Archive for November, 2009

Using MySQL INNER JOIN in CakePHP Pagination

First of all, I've got to hand it over to Matt he really did a BBBIIIGGG favor to the CakePHP community by publishing his guide to advanced CakePHP Techniques. This guide / book will give a great insight into the framework to anyone who is a seasoned programmer and is picking up Cake for the first or so time. And I'm going to be floating ideas to compliment the advanced techniques and all in all promote good programming practices of what I'm aware of.

Now, I've seen a lot of shitty code when it comes to CakePHP. Yes, I've even seen mysql_query() calls in views ! ... yes, I've lived that day and kept my sanity in tact. But I can't blame the programmers too because obviously they were newbies and were under a lot of pressure to "get things going" by their blood sucking employers. Anyhoo ... this might be the subject of another post, BUT I really had to get it out of my system ... *phew* ... feel so light now :)

So, MySQL INNER JOINS ... when should you use them ? - simple answer: when you want to filter out data in your result set. And it's quicker than filtering out results in the "WHERE" clause. Don't have any metrics to show to support this conclusion right now, but I speak in the light of many tests I've conducted on large datasets. A more simpler theory is that the "WHERE" clause needs to filter out a lot more rows in a result-set obtained as a result of using "LEFT JOIN". CakePHP's logic however is sound to use LEFT JOIN as the intention is not to filter out the records, it's merely to include whichever records belongs to the conditions you supply. That's why it's "Containable" behavior is so cool (special thanks to Felix on that for maturing it and making a part of the Cake's core).
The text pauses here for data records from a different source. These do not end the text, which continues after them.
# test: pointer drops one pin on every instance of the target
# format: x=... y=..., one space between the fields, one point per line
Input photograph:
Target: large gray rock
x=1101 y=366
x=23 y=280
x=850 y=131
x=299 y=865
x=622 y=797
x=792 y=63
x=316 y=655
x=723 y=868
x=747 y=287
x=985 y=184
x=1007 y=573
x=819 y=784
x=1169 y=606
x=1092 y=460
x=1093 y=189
The more you familiarize yourself with Cake's datasource classes the better. The most excellent example was published on the bakery by Nate on how to use JOINs in CakePHP. I think this should be made part of the documentation too. This could actually make you get rid of "overriding" Controller::paginate() function. When you come to know about the flexibility offerred by the datasource class you love it even more :P - a simple example:

  1.  
  2. class PostsController extends AppController {
  3.  
  4. public function by_tag ( $tag ) {
  5. /**
  6.   * This will fetch Posts tagged $tag (say, 'PHP')
  7.   */
  8. $this->paginate['Post'] = array(
  9. 'limit' => 10
  10. , 'contain' => ''
  11. , 'conditions' => array(
  12. 'Post.published' => 1
  13. )
  14. , 'fields' => array('Post.*', 'Tag.*')
  15. , 'joins' => array(
  16. 'table' => 'posts_tags'
  17. , 'type' => 'INNER'
  18. , 'alias' => 'PostTag'
  19. , 'conditions' => array(
  20. 'Post.id = PostTag.post_id'
  21. )
  22. )
  23. , array(
  24. 'table' => 'tags'
  25. , 'alias' => 'Tag'
  26. , 'type' => 'INNER'
  27. , 'conditions' => array(
  28. "PostTag.tag_id = Tag.id AND Tag.name = '$tag'"
  29. )
  30. )
  31. )
  32. );
  33.  
  34. $data = $this->paginate('Post');
  35. $this->set(compact('data'));
  36. }
  37. }
  38.  

This is just a simple example of what you can achieve by adding simple joins in your Model::find() conditions and of course in the paginate part. I've stretched it a bit further. I've actually used sub-queries and sub-joins, really complex stuff when paginating some complex data sets. Thanks to the 'joins' I never had to override the Controller::paginate() method ever. Just for the sake of example, let's say I want to retrieve posts tagged in 'PHP' and 'CakePHP' written by users who have a rating above 3. Of course this can be done in other ways, here is one using a sub-query join in CakePHP elegantly:

  1.  
  2.  
  3. // work this out wherever you want it - in your model or controller
  4. // but if I were you, I'd put this in my model
  5.  
  6. $join = "SELECT posts.id AS POST_ID FROM posts JOIN authors ON (posts.author_id = authors.id)";
  7. $join = $join.' '."JOIN users_ratings ON (authors.user_id = users_ratings.user_id AND users_ratings.rating > 3)"
  8. $join = $join.' '."WHERE 1=1";
  9.  
  10. // in your controller
  11. $this->paginate['Post'] = array(
  12. 'limit' => 10
  13. , 'contain' => ''
  14. , 'conditions' => array(
  15. 'Post.published' => 1
  16. )
  17. , 'fields' => array('Post.*', 'Tag.*')
  18. , 'joins' => array(
  19. 'table' => 'posts_tags'
  20. , 'type' => 'INNER'
  21. , 'alias' => 'PostTag'
  22. , 'conditions' => array(
  23. 'Post.id = PostTag.post_id'
  24. )
  25. )
  26. , array(
  27. 'table' => 'tags'
  28. , 'alias' => 'Tag'
  29. , 'type' => 'INNER'
  30. , 'conditions' => array(
  31. "PostTag.tag_id = Tag.id AND Tag.name IN('PHP', 'CakePHP')"
  32. )
  33. )
  34. , array(
  35. 'table' => '('.$join.')'
  36. , 'alias' => 'FILTERED_RESULTS'
  37. , 'type' => 'INNER'
  38. , 'conditions' => array(
  39. "Post.id = FILTERED_RESULTS.POST_ID"
  40. )
  41. )
  42. )
  43. );
  44.  

And this will elegantly filter out the posts you need :P

Conclusion:  you can really write any kind of a query and really devise a condition based system that would add filters auto-magically. (I will present such a system in another post) - Remember, CakePHP is all about auto-magic ! ... which is actually the culmination of "convention over configuration" so use it to the fullest !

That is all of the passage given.